The above description is only for the purpose of illustrating the preferred embodiments of the present invention and is not to be construed as limiting the invention, and any modifications, equivalents, improvements and the like that fall within the spirit and principle of the present invention are intended to be included therein.

Claims

1. A method for video telephony, the method comprising:

acquiring a virtual image;

acquiring a current video frame;

sending the matched current video frame to a plurality of video call devices;

and displaying the received plurality of matched current video frames.

2. The method of claim 1, wherein matching the avatar with the current video frame, resulting in a matched current video frame comprises:

3. The method of claim 1 or 2, wherein displaying the received plurality of matched current video frames comprises:

Acquiring a first user instruction;

4. A method according to any one of claims 1 to 3, characterized in that the method further comprises:

obtaining identifiers of actions and/or expressions of the avatar;

displaying the actions and/or expressions of the at least one avatar.

5. A method for video telephony, the method comprising:

acquiring an identifier of the virtual image;

acquiring a current video frame;

and displaying the plurality of matched current video frames.

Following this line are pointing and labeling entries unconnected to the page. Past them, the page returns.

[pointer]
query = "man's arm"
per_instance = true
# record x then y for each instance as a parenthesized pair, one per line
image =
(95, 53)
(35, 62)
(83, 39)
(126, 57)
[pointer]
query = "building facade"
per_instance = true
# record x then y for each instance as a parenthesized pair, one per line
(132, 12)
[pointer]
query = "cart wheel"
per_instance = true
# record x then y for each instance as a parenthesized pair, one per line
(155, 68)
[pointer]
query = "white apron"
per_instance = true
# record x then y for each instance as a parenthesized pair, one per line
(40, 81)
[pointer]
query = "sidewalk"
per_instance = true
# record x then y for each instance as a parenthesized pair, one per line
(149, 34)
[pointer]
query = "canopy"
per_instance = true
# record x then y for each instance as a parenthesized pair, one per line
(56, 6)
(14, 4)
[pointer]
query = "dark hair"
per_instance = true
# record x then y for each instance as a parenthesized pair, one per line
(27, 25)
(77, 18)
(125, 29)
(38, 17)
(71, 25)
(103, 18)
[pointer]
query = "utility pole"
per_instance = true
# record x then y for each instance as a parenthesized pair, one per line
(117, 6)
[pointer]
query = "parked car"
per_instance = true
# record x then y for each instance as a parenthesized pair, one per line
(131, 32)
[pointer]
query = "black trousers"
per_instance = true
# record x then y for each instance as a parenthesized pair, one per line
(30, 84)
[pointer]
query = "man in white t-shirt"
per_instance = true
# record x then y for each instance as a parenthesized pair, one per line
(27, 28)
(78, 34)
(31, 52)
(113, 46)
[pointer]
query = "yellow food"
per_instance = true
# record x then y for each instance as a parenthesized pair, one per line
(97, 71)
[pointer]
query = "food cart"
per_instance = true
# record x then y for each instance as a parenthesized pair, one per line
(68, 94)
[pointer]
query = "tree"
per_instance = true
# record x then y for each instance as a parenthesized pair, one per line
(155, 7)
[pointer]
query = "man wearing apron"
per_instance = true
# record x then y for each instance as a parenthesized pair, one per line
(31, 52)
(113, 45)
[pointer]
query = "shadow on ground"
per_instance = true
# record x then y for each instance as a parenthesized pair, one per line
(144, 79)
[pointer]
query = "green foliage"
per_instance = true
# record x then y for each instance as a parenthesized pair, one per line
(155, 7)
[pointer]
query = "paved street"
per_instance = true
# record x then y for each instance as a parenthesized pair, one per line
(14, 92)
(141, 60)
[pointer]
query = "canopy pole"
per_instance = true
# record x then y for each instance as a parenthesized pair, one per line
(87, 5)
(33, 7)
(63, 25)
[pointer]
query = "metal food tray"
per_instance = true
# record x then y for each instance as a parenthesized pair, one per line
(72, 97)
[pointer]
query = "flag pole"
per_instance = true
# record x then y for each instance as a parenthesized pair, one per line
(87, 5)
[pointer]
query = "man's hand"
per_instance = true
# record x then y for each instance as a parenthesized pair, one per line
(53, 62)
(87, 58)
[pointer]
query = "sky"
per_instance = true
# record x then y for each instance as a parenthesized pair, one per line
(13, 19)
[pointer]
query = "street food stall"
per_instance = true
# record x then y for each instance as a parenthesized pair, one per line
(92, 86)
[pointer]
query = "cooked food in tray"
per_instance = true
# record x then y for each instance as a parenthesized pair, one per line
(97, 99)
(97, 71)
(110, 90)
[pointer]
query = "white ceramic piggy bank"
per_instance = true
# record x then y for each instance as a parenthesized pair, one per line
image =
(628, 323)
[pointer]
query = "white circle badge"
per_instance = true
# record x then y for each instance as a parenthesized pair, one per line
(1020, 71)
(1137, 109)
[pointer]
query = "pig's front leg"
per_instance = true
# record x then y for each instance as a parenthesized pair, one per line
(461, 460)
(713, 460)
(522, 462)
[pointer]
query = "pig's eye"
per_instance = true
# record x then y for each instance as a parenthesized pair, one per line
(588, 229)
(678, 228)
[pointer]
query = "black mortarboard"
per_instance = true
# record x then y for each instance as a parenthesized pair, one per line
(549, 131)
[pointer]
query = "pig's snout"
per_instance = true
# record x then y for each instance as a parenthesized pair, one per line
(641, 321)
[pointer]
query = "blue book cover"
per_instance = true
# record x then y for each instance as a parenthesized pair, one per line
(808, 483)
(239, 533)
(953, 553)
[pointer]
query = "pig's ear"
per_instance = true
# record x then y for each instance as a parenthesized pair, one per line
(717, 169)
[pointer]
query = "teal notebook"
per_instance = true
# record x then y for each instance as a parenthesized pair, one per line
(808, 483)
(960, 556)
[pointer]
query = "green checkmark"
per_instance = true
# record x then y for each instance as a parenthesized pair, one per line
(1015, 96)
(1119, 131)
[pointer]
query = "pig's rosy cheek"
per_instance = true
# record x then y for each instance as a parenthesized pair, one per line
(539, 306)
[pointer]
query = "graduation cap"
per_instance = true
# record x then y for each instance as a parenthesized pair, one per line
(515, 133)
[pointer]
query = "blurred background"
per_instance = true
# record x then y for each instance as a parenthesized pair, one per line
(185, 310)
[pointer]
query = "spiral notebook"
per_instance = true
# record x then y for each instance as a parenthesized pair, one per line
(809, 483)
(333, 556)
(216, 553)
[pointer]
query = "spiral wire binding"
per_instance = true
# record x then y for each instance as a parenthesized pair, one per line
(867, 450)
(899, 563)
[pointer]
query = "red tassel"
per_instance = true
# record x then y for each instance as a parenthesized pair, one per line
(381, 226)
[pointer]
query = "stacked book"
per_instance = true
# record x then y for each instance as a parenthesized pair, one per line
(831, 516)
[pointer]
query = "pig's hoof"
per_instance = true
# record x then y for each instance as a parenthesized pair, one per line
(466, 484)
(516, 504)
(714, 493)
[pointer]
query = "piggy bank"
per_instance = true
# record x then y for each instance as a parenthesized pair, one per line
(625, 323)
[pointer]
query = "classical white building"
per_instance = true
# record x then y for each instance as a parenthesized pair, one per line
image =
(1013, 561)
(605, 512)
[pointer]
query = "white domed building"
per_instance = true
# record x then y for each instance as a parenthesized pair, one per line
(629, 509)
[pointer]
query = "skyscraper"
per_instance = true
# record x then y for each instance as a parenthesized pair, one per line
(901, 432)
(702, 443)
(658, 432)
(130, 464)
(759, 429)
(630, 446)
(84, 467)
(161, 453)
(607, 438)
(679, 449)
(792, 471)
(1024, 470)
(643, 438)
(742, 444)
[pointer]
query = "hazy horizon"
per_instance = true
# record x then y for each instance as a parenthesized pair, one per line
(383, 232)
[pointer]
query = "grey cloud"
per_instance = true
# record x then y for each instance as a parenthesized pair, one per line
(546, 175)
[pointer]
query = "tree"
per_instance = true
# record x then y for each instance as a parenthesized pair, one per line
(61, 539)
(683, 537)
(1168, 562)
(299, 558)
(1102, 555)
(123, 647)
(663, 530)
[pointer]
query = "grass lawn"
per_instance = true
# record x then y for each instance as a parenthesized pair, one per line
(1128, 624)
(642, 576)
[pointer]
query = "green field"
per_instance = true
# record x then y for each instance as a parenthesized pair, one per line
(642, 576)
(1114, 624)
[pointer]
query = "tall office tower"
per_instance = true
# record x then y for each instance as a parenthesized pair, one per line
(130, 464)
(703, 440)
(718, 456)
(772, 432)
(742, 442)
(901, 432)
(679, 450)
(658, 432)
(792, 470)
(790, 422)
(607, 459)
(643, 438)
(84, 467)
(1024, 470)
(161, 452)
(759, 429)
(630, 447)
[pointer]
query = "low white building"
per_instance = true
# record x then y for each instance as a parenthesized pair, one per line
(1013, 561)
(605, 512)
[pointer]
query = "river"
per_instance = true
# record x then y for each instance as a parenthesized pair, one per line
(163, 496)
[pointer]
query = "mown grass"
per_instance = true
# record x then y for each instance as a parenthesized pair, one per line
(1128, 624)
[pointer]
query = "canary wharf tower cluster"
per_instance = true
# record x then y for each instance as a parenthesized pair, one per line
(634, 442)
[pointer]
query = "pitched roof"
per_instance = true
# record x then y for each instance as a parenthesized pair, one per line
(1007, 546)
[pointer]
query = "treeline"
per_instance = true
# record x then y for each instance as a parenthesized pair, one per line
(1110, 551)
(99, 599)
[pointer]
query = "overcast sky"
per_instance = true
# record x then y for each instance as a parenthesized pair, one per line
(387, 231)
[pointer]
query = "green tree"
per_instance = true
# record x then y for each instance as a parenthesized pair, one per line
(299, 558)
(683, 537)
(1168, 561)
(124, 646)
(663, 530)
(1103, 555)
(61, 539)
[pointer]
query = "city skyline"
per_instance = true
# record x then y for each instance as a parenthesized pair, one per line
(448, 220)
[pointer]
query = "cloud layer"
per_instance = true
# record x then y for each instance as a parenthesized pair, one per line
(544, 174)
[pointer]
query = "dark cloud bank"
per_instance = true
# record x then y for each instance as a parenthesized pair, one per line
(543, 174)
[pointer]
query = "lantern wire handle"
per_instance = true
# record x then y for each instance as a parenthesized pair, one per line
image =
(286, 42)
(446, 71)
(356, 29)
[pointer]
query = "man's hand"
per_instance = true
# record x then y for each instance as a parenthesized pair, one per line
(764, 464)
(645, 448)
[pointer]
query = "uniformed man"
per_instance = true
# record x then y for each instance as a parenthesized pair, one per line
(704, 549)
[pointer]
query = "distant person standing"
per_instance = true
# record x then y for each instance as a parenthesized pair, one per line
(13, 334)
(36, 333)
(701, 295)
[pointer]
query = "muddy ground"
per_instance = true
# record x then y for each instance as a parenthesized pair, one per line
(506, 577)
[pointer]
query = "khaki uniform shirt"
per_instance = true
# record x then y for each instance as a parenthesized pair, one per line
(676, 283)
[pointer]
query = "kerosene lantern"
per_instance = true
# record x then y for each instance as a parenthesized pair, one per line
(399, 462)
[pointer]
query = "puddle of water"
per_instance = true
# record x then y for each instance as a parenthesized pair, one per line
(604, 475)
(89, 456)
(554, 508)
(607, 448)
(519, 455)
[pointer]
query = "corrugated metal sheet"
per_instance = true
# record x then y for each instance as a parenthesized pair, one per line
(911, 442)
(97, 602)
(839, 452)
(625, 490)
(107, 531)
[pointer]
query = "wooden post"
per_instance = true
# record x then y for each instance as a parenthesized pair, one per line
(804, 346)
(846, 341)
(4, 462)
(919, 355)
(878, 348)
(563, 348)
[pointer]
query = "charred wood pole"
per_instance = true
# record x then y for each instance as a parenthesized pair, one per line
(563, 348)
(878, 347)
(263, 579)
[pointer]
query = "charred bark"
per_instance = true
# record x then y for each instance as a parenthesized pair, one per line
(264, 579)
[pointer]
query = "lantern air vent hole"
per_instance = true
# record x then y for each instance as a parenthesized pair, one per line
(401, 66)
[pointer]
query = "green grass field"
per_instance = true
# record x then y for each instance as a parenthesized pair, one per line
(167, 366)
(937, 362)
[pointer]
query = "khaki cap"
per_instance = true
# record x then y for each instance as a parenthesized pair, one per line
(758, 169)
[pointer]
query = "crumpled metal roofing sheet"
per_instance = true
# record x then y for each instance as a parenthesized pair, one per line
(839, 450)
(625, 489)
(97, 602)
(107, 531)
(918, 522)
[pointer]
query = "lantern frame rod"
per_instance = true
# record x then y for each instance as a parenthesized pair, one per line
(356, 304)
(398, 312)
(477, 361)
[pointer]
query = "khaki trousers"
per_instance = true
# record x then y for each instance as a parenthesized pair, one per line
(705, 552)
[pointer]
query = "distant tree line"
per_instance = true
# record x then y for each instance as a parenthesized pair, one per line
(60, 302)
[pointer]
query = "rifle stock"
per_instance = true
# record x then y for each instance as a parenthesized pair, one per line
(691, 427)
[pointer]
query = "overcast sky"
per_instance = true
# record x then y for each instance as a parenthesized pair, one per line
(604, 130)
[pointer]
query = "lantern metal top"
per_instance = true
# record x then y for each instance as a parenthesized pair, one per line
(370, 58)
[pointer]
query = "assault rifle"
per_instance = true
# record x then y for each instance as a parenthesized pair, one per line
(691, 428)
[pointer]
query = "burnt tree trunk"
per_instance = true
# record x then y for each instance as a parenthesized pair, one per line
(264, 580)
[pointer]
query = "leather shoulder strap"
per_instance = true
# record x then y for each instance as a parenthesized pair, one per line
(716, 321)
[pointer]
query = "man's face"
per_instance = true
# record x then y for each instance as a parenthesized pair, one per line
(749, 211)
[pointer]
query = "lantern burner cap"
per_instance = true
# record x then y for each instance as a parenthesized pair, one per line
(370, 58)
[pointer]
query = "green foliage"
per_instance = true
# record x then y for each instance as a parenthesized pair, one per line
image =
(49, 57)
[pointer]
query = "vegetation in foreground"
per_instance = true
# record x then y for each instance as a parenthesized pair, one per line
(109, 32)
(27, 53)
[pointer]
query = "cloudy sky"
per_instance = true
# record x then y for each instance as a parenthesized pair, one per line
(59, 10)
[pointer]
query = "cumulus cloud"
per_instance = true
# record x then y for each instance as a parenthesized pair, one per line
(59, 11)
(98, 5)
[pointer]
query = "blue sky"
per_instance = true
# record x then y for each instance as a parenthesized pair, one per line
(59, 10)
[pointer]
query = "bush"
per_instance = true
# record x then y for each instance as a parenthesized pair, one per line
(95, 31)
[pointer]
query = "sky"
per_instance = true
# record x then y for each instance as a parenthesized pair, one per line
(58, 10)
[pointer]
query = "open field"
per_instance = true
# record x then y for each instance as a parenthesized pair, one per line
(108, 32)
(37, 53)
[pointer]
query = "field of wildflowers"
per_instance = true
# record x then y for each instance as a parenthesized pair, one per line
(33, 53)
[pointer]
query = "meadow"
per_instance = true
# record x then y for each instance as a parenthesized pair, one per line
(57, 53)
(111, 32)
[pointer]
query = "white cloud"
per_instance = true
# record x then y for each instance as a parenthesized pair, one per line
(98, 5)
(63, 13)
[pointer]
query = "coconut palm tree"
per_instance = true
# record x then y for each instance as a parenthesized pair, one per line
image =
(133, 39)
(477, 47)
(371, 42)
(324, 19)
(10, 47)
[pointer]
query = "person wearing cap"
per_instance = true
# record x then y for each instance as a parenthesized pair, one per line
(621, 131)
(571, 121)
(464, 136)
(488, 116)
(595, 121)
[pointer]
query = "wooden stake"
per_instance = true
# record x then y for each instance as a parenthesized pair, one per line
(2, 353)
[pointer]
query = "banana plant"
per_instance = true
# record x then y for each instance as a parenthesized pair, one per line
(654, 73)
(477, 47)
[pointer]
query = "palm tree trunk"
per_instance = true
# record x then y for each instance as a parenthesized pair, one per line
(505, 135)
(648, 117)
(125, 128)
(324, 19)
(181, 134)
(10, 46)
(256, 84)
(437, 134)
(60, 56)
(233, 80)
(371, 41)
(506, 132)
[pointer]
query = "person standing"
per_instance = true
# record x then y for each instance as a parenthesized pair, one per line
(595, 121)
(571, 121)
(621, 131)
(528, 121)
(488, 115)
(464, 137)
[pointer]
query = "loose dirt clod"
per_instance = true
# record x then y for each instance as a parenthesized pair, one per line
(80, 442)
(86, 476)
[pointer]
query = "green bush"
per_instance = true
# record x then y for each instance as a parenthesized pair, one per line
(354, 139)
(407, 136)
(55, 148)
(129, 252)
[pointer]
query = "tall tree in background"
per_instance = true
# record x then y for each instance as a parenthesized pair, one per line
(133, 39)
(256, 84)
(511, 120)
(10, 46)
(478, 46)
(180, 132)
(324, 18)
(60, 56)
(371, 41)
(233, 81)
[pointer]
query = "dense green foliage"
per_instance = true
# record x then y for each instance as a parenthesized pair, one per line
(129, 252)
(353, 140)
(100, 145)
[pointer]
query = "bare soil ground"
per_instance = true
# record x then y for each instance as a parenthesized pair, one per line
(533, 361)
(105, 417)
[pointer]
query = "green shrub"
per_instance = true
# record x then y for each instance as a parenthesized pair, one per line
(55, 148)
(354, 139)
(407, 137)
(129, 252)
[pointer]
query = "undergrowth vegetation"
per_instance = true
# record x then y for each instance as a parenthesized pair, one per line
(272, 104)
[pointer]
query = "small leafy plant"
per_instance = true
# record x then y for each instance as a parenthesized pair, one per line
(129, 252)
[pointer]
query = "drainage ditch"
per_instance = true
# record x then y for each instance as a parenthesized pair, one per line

6. The method of claim 5, wherein said matching the avatar with the received current video frame to obtain a plurality of matched current video frames comprises:

7. The method of claim 5 or 6, wherein displaying the plurality of matched current video frames comprises:

Acquiring a first user instruction;

8. The method according to any one of claims 5 to 7, further comprising:

obtaining identifiers of actions and/or expressions of the avatar;

displaying the actions and/or expressions of the at least one avatar.

9. A video call apparatus, the apparatus comprising:

the virtual image acquisition module is used for acquiring a virtual image;

10. A video call apparatus, the apparatus comprising:

and the display module is used for displaying the matched current video frames.